While a chart comparing 1929 to now is unsettling, digging deeper reveals the risk is marginal, more subdued, and noise to disciplined investor.
A friend of mine asked my thoughts the above chart, which has been popular over the last week. Naturally when you see our current stock market compared to 1929 that raises some alarm bells, but let me dampen some of those concerns (also see here and here):
- Chart overlays are relatively common. I see maybe 5 a week? This one took off I would suspect given the 1929 comparison. That doesn’t invalidate the chart, just shows that this isn’t the only chart overlay around.
- When looking at the chart, the first thing that came to mind was the scale (see below numbered bullets). As Jeff Saut notes: “You can ‘scale’ any chart to do just about anything you want it to imply! In this case, the scale makes the comparison to 1929 with the present stock market chart pattern appear eerie. However, if you index that same chart so that you are comparing apples to apples, the correlation to 1929 disappears.”
- For arguments sake, let’s say this isn’t just a coincidence and that the market does follow the path implied by the chart. The 1929 fall was about 50% per the chart, when scaling to today that fall would be almost 20%. So while it would indicate a bear market, a properly diversified portfolio with some risk control parameters would certainly weather this storm.
- The 1929 crash was after a near 10 year bull market. We are 5 years into this bull market and I would guess the euphoria in 1929 dwarfs the enthusiasm for stock now.
- The 1929 crash was also after a massive leveraging up.
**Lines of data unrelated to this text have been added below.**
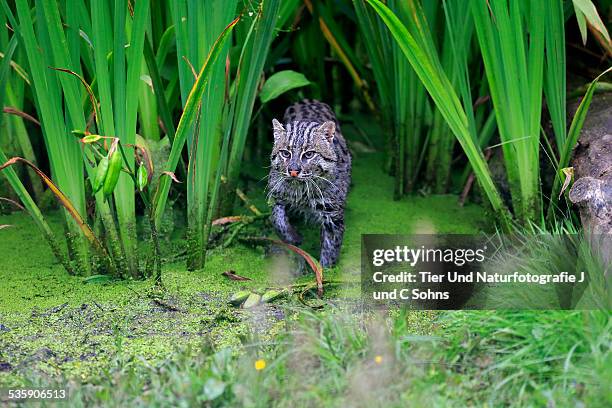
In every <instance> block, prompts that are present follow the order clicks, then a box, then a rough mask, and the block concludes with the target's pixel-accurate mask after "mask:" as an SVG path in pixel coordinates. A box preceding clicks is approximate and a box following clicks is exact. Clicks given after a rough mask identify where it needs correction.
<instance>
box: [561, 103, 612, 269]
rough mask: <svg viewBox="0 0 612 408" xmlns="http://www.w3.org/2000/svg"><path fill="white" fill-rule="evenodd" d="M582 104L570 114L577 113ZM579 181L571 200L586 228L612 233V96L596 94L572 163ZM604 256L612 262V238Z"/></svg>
mask: <svg viewBox="0 0 612 408" xmlns="http://www.w3.org/2000/svg"><path fill="white" fill-rule="evenodd" d="M577 107H578V102H576V104H575V105H574V106H572V107H570V111H571V113H572V116H573V112H575V111H576V109H577ZM572 165H573V167H574V175H575V182H574V185H573V186H572V188H571V189H570V192H569V198H570V201H571V202H572V203H574V204H576V205H578V206H579V208H580V218H581V220H582V225H583V226H584V229H585V230H587V231H589V232H591V233H592V234H594V235H599V234H612V93H605V94H599V95H595V96H594V97H593V101H592V103H591V106H590V108H589V111H588V114H587V117H586V120H585V122H584V125H583V127H582V132H581V133H580V139H579V140H578V145H577V146H576V148H575V150H574V158H573V161H572ZM604 241H605V242H603V245H604V248H602V249H603V254H605V257H606V258H607V259H612V239H610V238H609V237H608V238H605V240H604Z"/></svg>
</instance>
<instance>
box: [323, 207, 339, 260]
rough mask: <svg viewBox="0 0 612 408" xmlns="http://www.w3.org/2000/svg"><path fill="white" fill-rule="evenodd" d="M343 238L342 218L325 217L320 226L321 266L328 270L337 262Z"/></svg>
mask: <svg viewBox="0 0 612 408" xmlns="http://www.w3.org/2000/svg"><path fill="white" fill-rule="evenodd" d="M343 236H344V216H343V214H340V215H338V216H335V217H327V218H326V219H325V221H324V222H323V225H322V226H321V266H322V267H324V268H330V267H332V266H334V265H335V264H336V262H338V256H339V255H340V248H341V247H342V237H343Z"/></svg>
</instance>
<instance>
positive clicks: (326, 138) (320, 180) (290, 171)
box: [268, 99, 351, 267]
mask: <svg viewBox="0 0 612 408" xmlns="http://www.w3.org/2000/svg"><path fill="white" fill-rule="evenodd" d="M284 122H285V125H282V124H281V123H280V122H279V121H277V120H276V119H273V120H272V125H273V128H274V147H273V148H272V154H271V156H270V161H271V167H270V175H269V177H268V190H269V192H268V197H269V198H270V199H271V202H272V204H273V208H272V217H271V219H272V224H273V225H274V227H275V229H276V231H277V233H278V235H280V237H281V238H282V239H283V241H285V242H287V243H290V244H293V245H299V244H300V243H301V242H302V236H301V235H300V234H299V233H298V232H297V231H296V230H295V228H294V227H293V226H292V225H291V224H290V222H289V215H298V216H302V217H304V218H306V219H307V220H308V221H310V222H314V223H316V224H319V225H320V226H321V258H320V259H321V265H322V266H323V267H331V266H334V265H335V264H336V262H337V261H338V255H339V253H340V247H341V245H342V237H343V235H344V206H345V203H346V195H347V193H348V189H349V185H350V182H351V154H350V152H349V150H348V148H347V146H346V141H345V140H344V137H343V136H342V133H341V132H340V125H339V123H338V120H337V119H336V116H335V115H334V113H333V111H332V110H331V108H330V107H329V105H327V104H325V103H322V102H319V101H315V100H308V99H306V100H303V101H301V102H297V103H295V104H293V105H291V106H290V107H289V108H287V110H286V111H285V116H284Z"/></svg>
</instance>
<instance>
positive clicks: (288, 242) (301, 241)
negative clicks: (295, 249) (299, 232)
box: [283, 231, 304, 246]
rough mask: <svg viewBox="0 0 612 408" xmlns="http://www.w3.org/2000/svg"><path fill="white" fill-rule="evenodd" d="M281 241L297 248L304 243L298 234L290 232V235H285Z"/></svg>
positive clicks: (294, 231)
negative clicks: (295, 246)
mask: <svg viewBox="0 0 612 408" xmlns="http://www.w3.org/2000/svg"><path fill="white" fill-rule="evenodd" d="M283 241H285V242H286V243H288V244H291V245H295V246H299V245H301V244H302V242H304V237H302V235H301V234H300V233H299V232H296V231H292V232H291V233H290V234H287V236H286V237H285V239H284V240H283Z"/></svg>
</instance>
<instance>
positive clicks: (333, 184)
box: [312, 174, 340, 191]
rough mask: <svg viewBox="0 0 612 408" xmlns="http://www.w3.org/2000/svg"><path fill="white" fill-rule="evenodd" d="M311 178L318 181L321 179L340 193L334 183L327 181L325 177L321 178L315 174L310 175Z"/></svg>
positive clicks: (326, 179)
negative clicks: (327, 183)
mask: <svg viewBox="0 0 612 408" xmlns="http://www.w3.org/2000/svg"><path fill="white" fill-rule="evenodd" d="M312 176H313V177H316V178H318V179H321V180H323V181H326V182H327V183H328V184H329V185H330V186H332V187H333V188H335V189H336V190H338V191H340V189H339V188H338V186H336V185H335V184H334V183H332V182H331V181H329V180H328V179H326V178H325V177H321V176H317V175H316V174H313V175H312Z"/></svg>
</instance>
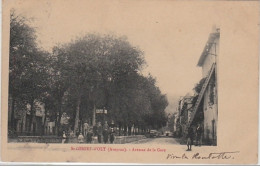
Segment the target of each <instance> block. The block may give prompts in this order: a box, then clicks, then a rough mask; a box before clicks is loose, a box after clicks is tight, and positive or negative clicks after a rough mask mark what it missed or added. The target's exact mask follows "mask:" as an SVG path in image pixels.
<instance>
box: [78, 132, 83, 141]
mask: <svg viewBox="0 0 260 173" xmlns="http://www.w3.org/2000/svg"><path fill="white" fill-rule="evenodd" d="M83 142H84V136H83V135H82V133H80V134H79V136H78V143H83Z"/></svg>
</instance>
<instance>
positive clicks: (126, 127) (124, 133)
mask: <svg viewBox="0 0 260 173" xmlns="http://www.w3.org/2000/svg"><path fill="white" fill-rule="evenodd" d="M126 135H127V125H126V124H124V136H126Z"/></svg>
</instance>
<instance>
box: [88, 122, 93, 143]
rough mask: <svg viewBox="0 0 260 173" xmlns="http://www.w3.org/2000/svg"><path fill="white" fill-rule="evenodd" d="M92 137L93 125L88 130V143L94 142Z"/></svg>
mask: <svg viewBox="0 0 260 173" xmlns="http://www.w3.org/2000/svg"><path fill="white" fill-rule="evenodd" d="M92 137H93V127H91V126H89V127H88V132H87V143H91V142H92Z"/></svg>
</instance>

We are currently deleveraging or maybe bottoming there, but certainly not in ramp up mode.
- Totally different monetary systems. We were pegged to Gold then and have a fiat currency now. This means the Fed can create liquidity during market stress if they see fit, which could (and has since 2009) put a floor on the drop.
Is there anything to the chart overlay? Probably not. It could be coincidence or perhaps the author was looking for confirmation bias (searching for evidence to support his claim). While I do think investor behavior tends to rhyme (not repeat), I just have a hard time seeing that in this chart. And at least on the positive side this is a good reminder there is always risk in the markets.
Hopefully investors didn’t react emotionally to the chart as since it came out the S&P had a nice snapback and is close to flat for the year. Nothing about the latest pullback indicates there will be a sustained fall in the markets, but if that proves to be false and the chart overlay comes to fruition a strategy to minimize drawdowns likely will prove more useful than the chart.